We are smack dab in the middle of Olympics season, which means you’ve likely seen skiing, hockey, snowboarding, and ice skating talk flood your news/media platforms. Epic shot after epic shot continues to surface of our favorite athletes as they vie for the gold medal in PyeongChang, shots which capture the athletes’ talent while they move at break-neck speed in a way that’s both clean and elegant. Photographers, it seems, compete in their own sort of competition, each one attempting to capture an image that the world will see, showcasing these monumental moments of Olympic history being made.
One of these images has recently surfaced, captured by Getty Images Photographer Dean Mouhtaropoulos, featuring USA Figure Skater Adam Rippon as he twirls in a blurry whirlwind during one of his many captivating performances.
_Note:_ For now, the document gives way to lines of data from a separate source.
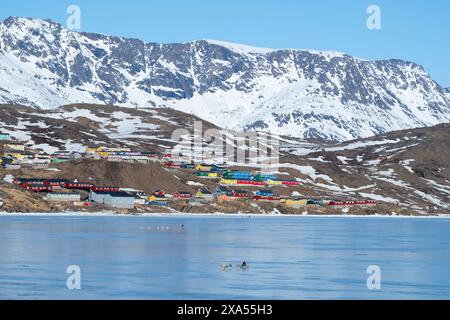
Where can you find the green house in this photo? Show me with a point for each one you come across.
(5, 136)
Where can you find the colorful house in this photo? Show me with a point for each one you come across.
(206, 174)
(238, 194)
(14, 146)
(182, 195)
(296, 203)
(264, 177)
(221, 191)
(237, 175)
(204, 193)
(5, 136)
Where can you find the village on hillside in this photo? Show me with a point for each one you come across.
(226, 184)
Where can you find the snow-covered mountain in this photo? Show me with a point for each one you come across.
(303, 93)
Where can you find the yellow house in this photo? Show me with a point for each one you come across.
(273, 182)
(296, 203)
(203, 168)
(228, 182)
(14, 146)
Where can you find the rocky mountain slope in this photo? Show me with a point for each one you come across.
(408, 171)
(302, 93)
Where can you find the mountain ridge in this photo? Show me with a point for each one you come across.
(303, 93)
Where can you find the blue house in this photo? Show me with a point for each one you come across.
(265, 193)
(5, 136)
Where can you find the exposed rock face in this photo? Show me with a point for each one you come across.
(307, 94)
(408, 172)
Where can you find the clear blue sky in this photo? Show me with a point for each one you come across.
(415, 30)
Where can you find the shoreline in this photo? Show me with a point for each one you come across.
(107, 214)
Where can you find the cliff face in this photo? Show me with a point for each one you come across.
(302, 93)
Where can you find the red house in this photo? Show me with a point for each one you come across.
(159, 193)
(238, 194)
(78, 185)
(182, 195)
(105, 189)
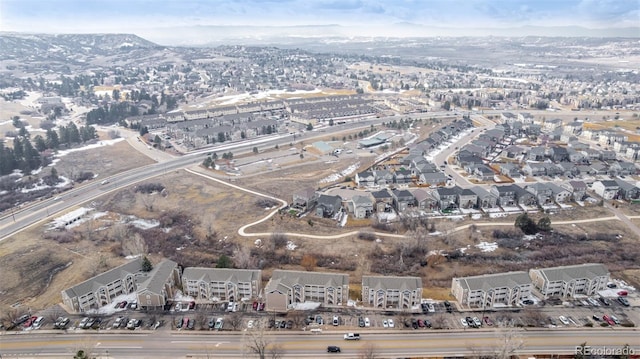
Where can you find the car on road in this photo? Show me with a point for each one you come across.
(564, 320)
(623, 301)
(487, 321)
(464, 322)
(608, 319)
(118, 322)
(477, 322)
(38, 322)
(61, 323)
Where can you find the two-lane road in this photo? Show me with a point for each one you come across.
(304, 344)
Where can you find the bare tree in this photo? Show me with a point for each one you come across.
(509, 342)
(368, 351)
(235, 320)
(261, 345)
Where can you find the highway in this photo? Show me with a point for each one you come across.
(17, 219)
(165, 344)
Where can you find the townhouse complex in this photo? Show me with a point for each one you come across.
(286, 289)
(510, 289)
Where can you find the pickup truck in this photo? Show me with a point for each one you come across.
(352, 336)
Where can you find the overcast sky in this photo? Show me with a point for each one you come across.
(62, 16)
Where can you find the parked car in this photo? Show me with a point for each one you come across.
(477, 322)
(564, 320)
(118, 322)
(608, 319)
(623, 301)
(604, 301)
(38, 322)
(61, 323)
(615, 319)
(487, 321)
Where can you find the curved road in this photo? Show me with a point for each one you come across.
(304, 344)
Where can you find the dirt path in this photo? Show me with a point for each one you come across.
(242, 231)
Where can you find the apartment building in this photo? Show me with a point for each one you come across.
(100, 290)
(391, 292)
(492, 290)
(287, 289)
(221, 284)
(567, 281)
(158, 286)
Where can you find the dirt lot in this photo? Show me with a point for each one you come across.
(199, 220)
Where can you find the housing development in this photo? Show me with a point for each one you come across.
(297, 196)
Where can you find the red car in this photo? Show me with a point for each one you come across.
(30, 321)
(608, 319)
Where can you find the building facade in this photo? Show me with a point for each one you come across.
(391, 292)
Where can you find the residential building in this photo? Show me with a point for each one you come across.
(391, 292)
(327, 206)
(567, 281)
(286, 289)
(158, 286)
(607, 189)
(221, 284)
(100, 290)
(492, 290)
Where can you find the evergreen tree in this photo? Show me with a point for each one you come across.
(146, 265)
(53, 141)
(41, 146)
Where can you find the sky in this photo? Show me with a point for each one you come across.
(141, 16)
The photo, which was taken during Rippon’s Men’s Single Free Skating event, is distinctly unique, differing greatly from the traditional shots depicting athletes in action; that’s because it was shot in long exposure.
Sports photographers often opt for intense shutter speeds, the likes of 1/4000th per second, so they can capture crystal clear shots of athletes even in the midst of rapid action. This fast of a shutter speed allows for the shutter to stay open so briefly that just a microscopic bit of light is taken in the making the photo, allowing these images to capture a mere split-second of movement.
With this epic shot of Rippon, Mouhtaropoulos likely used a shutter speed of about 1/60th per second which allowed him to capture the ice skater in the midst of a remarkable twirl. Much more had to have gone into the epic shot than just a well-thought out shutter speed; Mouhtaropoulos would have had to use a tripod to keep the camera leveled, or he has an impressively steady hand. The result is a shot that captures Rippon’s grace and precision, as opposed to those 1/4000th shutter speed shots that depict the skaters as frozen and rigid.
The same method was used to capture the now recognizable image of Usain Bolt at the 2016 Olympics, so the practice isn’t necessarily revolutionary; but Moutaropoulos succeeds in immortalizing the lovable Rippon’s elegance.